While it would be ridiculous to say an event like losing a parent hasn’t informed the album, it certainly isn’t a record backboned by that. It’s also hinged on frontman Andy Hull’s acceptance that life, including his own, is finite.

As such Masks feels like the band’s most emotionally loaded record to date, even by their standards. It’s also their most impressive. Huge in both scope and ambition it’s a testament to just how far the band have come since their debut.

Opener "Inaudible" wastes little time in establishing the record’s inherent grandeur. Unfurling graciously in a little over four minutes, it’s fittingly ambitious, strings and piano join the bands usual arrangement, while Hull’s trademark vocal is as welcoming as ever, strained with raw emotion as it is.

Following track "Angel of Death" is the perfect progression. The longest on offer, it’s a sprawling and emotive offering, truly transcending the realms of indie rock that Manchester Orchestra wrongly get lumped in with.

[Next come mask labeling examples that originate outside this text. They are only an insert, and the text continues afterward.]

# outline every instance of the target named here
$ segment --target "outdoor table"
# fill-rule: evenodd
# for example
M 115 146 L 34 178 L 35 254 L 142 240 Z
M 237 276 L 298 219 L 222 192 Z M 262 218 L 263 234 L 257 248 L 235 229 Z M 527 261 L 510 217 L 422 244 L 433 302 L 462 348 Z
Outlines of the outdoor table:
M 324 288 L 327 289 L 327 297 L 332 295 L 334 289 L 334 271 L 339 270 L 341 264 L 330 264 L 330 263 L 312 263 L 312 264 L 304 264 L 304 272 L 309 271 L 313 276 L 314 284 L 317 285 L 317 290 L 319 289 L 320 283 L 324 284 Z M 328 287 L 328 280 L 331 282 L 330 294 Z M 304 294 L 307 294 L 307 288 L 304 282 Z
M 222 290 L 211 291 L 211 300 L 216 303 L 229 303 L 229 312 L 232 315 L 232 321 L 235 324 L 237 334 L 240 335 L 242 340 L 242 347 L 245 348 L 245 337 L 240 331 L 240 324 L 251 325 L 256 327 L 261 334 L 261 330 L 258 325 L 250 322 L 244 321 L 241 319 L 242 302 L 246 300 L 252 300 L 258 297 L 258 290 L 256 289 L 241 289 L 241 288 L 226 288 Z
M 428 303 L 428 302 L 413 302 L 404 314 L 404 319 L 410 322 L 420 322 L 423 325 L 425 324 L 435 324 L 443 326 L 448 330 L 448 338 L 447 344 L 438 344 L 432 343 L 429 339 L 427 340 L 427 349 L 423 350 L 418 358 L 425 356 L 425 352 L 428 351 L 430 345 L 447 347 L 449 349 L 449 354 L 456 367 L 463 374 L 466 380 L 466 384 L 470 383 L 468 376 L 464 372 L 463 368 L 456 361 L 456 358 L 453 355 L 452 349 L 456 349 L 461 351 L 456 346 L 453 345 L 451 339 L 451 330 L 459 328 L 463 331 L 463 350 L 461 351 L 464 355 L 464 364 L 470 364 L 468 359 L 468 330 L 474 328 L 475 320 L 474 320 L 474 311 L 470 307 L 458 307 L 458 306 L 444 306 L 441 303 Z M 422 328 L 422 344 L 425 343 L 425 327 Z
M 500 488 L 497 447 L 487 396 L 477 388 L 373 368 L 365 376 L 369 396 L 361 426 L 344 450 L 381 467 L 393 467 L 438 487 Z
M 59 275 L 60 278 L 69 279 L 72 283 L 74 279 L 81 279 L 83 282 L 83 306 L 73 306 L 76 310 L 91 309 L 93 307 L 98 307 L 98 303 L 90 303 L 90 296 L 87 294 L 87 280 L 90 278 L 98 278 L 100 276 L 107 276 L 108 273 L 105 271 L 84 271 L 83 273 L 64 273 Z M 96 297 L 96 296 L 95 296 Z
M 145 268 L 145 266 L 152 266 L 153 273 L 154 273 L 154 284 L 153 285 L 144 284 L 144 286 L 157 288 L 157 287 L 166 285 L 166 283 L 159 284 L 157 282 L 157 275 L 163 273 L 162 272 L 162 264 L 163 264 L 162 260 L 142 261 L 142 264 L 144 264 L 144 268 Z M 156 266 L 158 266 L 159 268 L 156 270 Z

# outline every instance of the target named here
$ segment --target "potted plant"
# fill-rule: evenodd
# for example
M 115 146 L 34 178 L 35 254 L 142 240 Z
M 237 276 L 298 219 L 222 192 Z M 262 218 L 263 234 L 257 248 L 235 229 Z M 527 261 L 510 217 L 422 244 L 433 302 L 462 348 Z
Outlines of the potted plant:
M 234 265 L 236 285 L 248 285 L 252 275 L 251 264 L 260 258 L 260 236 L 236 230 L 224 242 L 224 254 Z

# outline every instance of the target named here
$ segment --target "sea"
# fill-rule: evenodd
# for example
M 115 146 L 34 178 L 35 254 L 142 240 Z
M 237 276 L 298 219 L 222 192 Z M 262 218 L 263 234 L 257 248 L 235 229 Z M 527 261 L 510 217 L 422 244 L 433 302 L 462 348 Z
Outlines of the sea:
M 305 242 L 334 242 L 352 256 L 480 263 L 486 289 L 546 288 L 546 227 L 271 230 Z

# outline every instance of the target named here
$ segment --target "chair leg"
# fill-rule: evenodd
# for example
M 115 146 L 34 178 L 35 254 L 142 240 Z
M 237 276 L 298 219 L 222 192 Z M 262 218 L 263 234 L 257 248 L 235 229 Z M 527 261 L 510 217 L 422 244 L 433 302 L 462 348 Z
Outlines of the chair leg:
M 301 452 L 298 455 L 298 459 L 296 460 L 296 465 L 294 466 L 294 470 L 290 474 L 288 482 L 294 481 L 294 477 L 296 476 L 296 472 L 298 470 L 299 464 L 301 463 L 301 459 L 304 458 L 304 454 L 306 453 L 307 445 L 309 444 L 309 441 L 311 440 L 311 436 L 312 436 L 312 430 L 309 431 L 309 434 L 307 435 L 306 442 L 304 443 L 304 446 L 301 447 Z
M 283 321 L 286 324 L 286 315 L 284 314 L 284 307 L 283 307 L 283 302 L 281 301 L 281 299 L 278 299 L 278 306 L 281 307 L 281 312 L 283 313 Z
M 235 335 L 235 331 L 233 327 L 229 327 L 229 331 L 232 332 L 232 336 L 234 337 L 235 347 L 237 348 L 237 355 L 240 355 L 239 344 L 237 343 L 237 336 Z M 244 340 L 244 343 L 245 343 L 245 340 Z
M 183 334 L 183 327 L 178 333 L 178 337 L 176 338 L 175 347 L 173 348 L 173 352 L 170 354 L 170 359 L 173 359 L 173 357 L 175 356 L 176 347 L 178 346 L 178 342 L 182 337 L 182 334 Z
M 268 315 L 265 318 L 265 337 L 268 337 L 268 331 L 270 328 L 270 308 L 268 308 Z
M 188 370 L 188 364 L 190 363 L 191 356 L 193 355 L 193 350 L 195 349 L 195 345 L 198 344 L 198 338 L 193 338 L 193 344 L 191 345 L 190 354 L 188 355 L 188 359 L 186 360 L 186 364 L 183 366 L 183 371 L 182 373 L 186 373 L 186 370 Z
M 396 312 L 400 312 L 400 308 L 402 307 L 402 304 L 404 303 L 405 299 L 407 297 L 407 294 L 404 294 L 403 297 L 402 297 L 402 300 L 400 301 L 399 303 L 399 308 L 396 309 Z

Elsewhere, the grandeur is toned down somewhat. "Keel Timing" is a rhythmic and propulsive offering, while "Telepath" and "Let It Storm" are much more understated; stripped back in comparison though harbouring no less emotion.

Indeed, an ability to deftly to combine moments of imposing grandeur with something much more tender has always been a part of band’s genetic makeup, but never has it felt as fully realised as here. If A Black Mile to the Surface was the band’s first record back following a rebirth of sorts, then as far as the difficult second album’s go, Manchester Orchestra have absolutely nailed it.